Wartoprzeczytać
Tragiczny pościg w Łodzi. Nowe fakty
Samochód BMW odnaleziony pod Tomaszowem Mazowieckim, prawdopodobnie uczestniczył w sobotnim pościgu ulicami Łodzi – poinformowała prokuratura, która wszczęła w tej sprawie śledztwo.
– Jest to samochód, który latem ubiegłego roku skradziony został na terenie Łodzi. Prawdopodobnie były podejmowane próby w kierunku jego legalizacji. Policjanci są coraz bliżej ustalenia osoby, która tym samochodem kierowała i uciekała w nocy przed policją – mówi Krzysztof Kopania, rzecznik Prokuratury Okręgowej w Łodzi.

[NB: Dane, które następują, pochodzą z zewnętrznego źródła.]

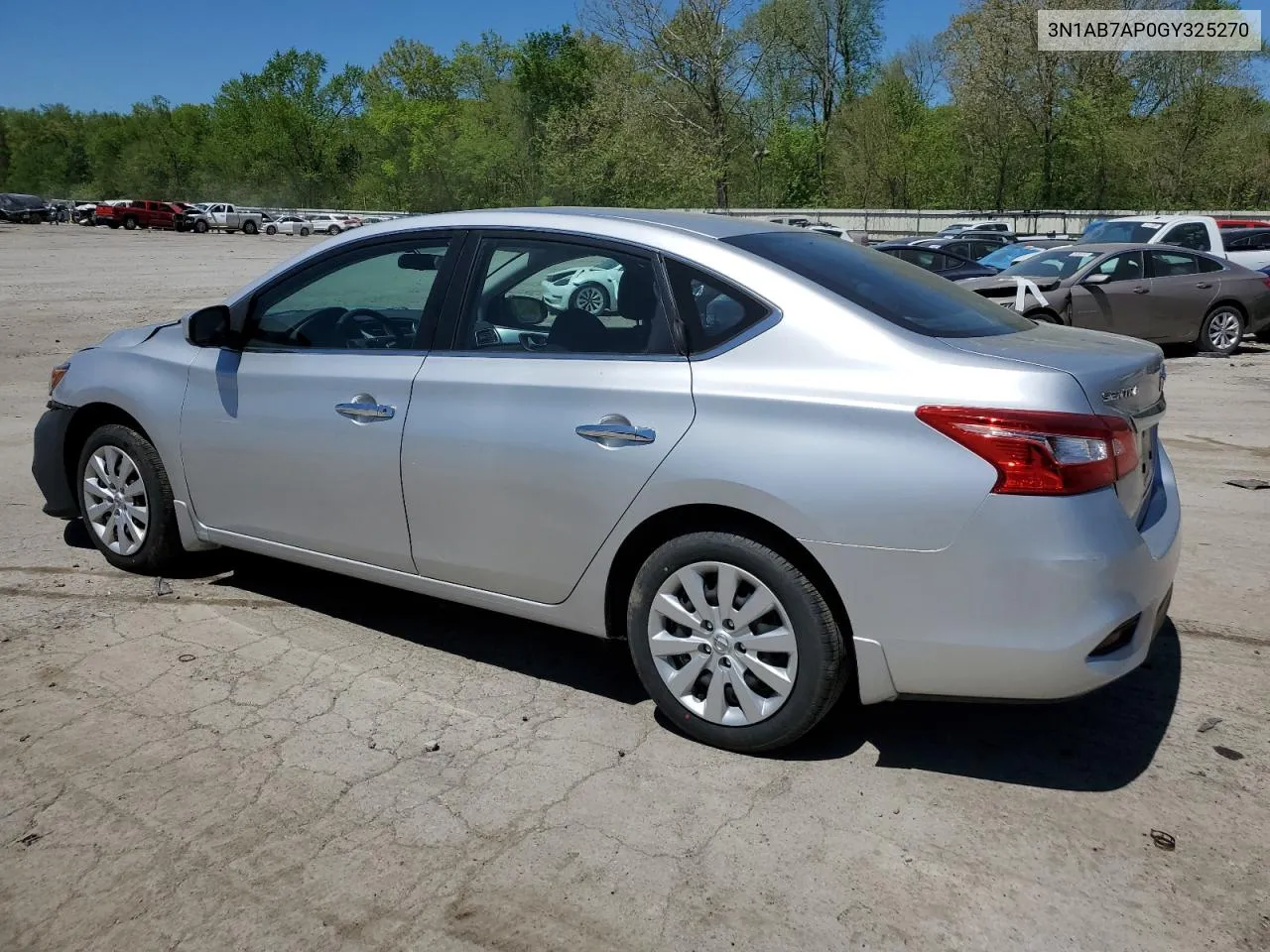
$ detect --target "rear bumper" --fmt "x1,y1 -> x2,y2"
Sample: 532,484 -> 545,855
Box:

Wiadomo, że ranny kierowca radiowozu jak i ofiara śmiertelna wypadku 41-letni mężczyzna byli trzeźwi. Śledczym udało się zabezpieczyć monitoring, na którym widać moment zderzenia. – Jest on stosunkowo mało czytelny, ale będziemy podejmowali działania w kierunku poprawy jakości tego materiału. Dotarliśmy również do świadków, którzy obserwowali przebieg zdarzenia z odległości kilkuset metrów. Świadkowie oceniają, że kierowca mazdy mógł poruszać się bezpośrednio przed wypadkiem z prędkością około sześćdziesięciu kilometrów na godzinę. Aczkolwiek jest to informacja, która wymaga wnikliwej weryfikacji – mówi Kopania.
Nadal poszukiwany jest kierowca BMW, który uciekał przed policjantami. W zderzeniu radiowozu z prawidłowo jadącym samochodem osobowym, zginął jego kierowca. Dwóch policjantów jest ciężko rannych.